Supreme Court Hands Texas GOP Redistricting Win, While Virginia Judge Backs Democrats
The U.S. Supreme Court on Monday granted Republicans a significant boost in the ongoing battle over congressional boundaries, issuing a summary reversal that allows Texas to proceed with its 2025 mid-decade congressional map for the November 2026 elections.
In the case, Abbott v. League of United Latin American Citizens, the justices overturned a federal district court’s earlier injunction against the new boundaries. The majority referenced its own prior opinion from late 2025 in the same litigation, while Justices Sotomayor, Kagan, and Jackson noted their disagreement with the outcome.
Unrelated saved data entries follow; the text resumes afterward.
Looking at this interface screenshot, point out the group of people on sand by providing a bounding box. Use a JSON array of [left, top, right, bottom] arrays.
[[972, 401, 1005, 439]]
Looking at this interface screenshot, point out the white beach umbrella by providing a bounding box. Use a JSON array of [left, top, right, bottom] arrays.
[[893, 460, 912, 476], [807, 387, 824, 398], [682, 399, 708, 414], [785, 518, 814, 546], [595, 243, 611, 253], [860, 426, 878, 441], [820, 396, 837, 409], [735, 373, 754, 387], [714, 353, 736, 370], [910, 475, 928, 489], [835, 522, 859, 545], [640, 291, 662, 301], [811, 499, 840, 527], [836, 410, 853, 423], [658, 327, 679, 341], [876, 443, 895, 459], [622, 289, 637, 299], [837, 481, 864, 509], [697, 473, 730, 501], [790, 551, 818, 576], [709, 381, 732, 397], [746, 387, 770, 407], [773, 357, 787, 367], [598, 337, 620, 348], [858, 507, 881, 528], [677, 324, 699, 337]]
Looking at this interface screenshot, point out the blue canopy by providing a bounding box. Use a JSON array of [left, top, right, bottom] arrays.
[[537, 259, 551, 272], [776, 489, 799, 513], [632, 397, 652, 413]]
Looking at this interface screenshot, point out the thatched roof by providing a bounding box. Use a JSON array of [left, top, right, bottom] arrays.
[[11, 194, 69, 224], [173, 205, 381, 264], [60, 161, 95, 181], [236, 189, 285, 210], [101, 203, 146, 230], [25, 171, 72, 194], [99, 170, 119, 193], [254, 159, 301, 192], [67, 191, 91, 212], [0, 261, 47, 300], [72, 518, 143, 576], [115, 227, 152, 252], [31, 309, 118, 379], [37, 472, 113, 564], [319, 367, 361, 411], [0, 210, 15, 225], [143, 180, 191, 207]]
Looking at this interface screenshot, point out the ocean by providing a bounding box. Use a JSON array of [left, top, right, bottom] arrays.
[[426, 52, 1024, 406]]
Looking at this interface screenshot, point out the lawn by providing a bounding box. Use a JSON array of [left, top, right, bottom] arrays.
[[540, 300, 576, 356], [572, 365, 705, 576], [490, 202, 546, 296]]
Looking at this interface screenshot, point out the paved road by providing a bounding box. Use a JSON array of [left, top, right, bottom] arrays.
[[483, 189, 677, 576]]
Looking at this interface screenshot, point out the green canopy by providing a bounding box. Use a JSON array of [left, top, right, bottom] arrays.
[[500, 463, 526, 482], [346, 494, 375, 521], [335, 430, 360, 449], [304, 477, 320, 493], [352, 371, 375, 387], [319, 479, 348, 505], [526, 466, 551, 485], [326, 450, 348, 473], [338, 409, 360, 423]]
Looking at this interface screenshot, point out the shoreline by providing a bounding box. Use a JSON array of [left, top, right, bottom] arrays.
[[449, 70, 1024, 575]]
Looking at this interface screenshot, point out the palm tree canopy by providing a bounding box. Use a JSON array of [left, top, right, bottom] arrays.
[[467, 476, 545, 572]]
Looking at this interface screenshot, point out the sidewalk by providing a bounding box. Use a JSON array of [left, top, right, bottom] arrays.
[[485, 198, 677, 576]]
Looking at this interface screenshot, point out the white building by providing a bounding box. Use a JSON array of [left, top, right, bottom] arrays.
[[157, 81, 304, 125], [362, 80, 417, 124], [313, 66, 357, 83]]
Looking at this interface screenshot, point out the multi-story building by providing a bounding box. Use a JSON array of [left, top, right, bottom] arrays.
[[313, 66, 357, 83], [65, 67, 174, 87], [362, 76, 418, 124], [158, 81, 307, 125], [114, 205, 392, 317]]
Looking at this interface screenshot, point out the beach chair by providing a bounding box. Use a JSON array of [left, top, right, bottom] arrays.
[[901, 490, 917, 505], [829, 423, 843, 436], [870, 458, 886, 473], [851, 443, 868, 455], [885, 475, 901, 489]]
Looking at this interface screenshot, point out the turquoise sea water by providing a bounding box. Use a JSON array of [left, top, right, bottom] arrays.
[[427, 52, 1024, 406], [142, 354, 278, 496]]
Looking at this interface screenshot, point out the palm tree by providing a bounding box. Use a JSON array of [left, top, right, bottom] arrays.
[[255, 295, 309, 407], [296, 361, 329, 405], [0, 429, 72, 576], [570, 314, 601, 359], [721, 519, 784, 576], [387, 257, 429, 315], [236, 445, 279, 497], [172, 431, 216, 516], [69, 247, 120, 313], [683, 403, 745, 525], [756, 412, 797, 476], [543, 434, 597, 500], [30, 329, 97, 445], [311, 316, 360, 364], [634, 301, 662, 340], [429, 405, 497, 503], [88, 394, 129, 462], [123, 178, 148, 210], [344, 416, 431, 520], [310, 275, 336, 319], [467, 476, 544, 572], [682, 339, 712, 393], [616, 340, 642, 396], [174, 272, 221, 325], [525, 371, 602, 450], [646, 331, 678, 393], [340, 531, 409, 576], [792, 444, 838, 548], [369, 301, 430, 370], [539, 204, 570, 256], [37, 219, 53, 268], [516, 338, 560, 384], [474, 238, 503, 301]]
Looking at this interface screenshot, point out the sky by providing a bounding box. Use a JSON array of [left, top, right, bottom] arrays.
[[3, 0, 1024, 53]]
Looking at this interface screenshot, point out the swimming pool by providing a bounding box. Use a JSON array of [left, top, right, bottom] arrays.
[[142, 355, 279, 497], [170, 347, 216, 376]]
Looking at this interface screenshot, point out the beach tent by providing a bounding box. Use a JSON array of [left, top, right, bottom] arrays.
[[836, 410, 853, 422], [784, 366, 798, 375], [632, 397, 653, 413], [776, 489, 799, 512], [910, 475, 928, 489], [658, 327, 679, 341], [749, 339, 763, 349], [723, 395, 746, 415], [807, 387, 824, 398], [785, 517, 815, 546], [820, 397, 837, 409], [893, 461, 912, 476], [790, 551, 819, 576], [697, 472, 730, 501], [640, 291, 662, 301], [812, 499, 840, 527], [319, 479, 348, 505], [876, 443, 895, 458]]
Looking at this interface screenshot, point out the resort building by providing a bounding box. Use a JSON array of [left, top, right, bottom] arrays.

The Texas map, redrawn by the Republican-led legislature last year, had faced challenges from voting-rights organizations that claimed it improperly relied on race. A lower court had blocked its implementation in November 2025, but the Supreme Court had previously paused that order to let primaries move forward.
Dems Score Win In Virginia
In a separate but related development playing out the same day, a Virginia state court delivered a win for Democrats on Sunday by rejecting a Republican-led challenge to a newly approved congressional map.
Richmond Circuit Court Judge Tracy Thorne-Begland turned down a last-minute bid by the Republican National Committee, the state GOP, and other plaintiffs seeking to halt certification of results from a voter referendum held the previous week. That ballot measure narrowly passed a set of new district lines drawn by Democratic lawmakers.
The judge emphasized that courts do not weigh in on the merits of policy choices but instead check whether elected officials followed constitutional rules. He found they had done so here. While acknowledging that the updated districts are less compact than before and reflect partisan considerations, Thorne-Begland concluded the question of compactness was open to reasonable debate after reviewing competing expert testimony, including from Boston University political scientist Maxwell Palmer.
Virginia’s current congressional delegation holds a 6-5 Democratic majority. The new configuration, if it survives final review, would expand that edge to 10-1 and create up to four additional competitive opportunities for Democrats in the fall midterms.
Plaintiffs had argued the map violated state constitutional standards and lacked proper legal authority when enacted. The judge, however, determined they were unlikely to succeed on the core claims at this stage.
The Virginia Supreme Court is set to hear oral arguments later Monday on separate but overlapping questions about the legality of the referendum process and timing.